[ NOUVELLE ] BARBARA MARSHALL, Blessure de sable

Découvrez la nouvelle de Barbara Marshall, notre auteure du mois d’avril.

Barbara Marshall nous offre ce texte, Blessure de sable, pour illustrer son mois d’auteure sur Litzic. Cette histoire nous paraît être l’évocation d’un choc post-traumatique survenant à un journaliste de guerre. L’écriture y est imagée, comme pour mieux éveiller nos sens, et nous permettre de nous glisser dans la peau d’un homme rattrapé par son passé, à cause des maillons d’une chaine. Mais, chut ! On vous laisse lire tout ça !

Blessure de sable.

Je respirais les embruns à m’en faire exploser les alvéoles !

Barbe rêche et col du caban relevé, je longeais la plage de mon enfance. Je m’étais levé avec la ferme intention de rédiger une chronique. Bien loin de mes reportages de guerre. Un fragment de métal dans l’omoplate gauche avait décidé de mon retour, de l’abandon de Kaboul et de sa poussière.

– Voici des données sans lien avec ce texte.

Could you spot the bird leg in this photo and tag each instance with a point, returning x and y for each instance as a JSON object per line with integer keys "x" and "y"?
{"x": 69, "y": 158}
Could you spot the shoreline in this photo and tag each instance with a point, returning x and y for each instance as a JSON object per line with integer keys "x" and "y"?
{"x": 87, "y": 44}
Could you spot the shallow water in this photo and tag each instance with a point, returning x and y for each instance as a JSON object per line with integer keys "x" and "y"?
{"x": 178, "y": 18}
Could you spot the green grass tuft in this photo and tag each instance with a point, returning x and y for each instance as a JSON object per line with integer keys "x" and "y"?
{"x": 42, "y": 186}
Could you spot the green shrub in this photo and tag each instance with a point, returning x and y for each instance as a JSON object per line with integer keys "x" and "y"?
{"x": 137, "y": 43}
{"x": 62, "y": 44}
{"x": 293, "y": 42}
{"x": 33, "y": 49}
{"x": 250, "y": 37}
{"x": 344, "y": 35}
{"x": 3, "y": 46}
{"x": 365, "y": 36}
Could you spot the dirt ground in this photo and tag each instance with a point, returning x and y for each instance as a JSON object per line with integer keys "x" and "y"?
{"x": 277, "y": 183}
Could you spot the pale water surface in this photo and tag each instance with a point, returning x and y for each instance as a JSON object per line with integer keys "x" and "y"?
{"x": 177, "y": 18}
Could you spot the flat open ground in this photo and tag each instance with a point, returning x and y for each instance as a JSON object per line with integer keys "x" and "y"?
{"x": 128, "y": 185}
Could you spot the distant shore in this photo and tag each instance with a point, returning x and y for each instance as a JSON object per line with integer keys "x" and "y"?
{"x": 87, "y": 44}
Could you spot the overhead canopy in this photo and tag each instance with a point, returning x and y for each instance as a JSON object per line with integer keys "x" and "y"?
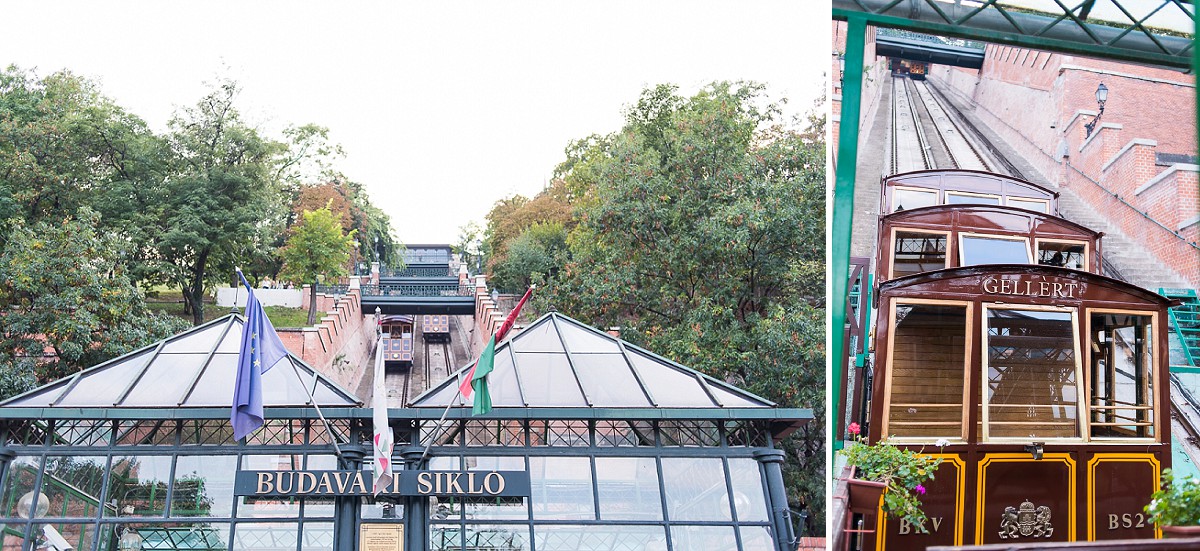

Un rapatriement salutaire peut-être. Et voilà que les dunes réveillaient le souvenir cuisant de mon épaule. Le gilet pare-balle m’avait protégé de la mort, pas de la douleur. La seule évocation du désert montagneux me gâchait la promenade. J’étais arrivé bien trop vite à la modeste bâtisse de la gazette locale : une maison de pêcheurs, étroite et tourmentée.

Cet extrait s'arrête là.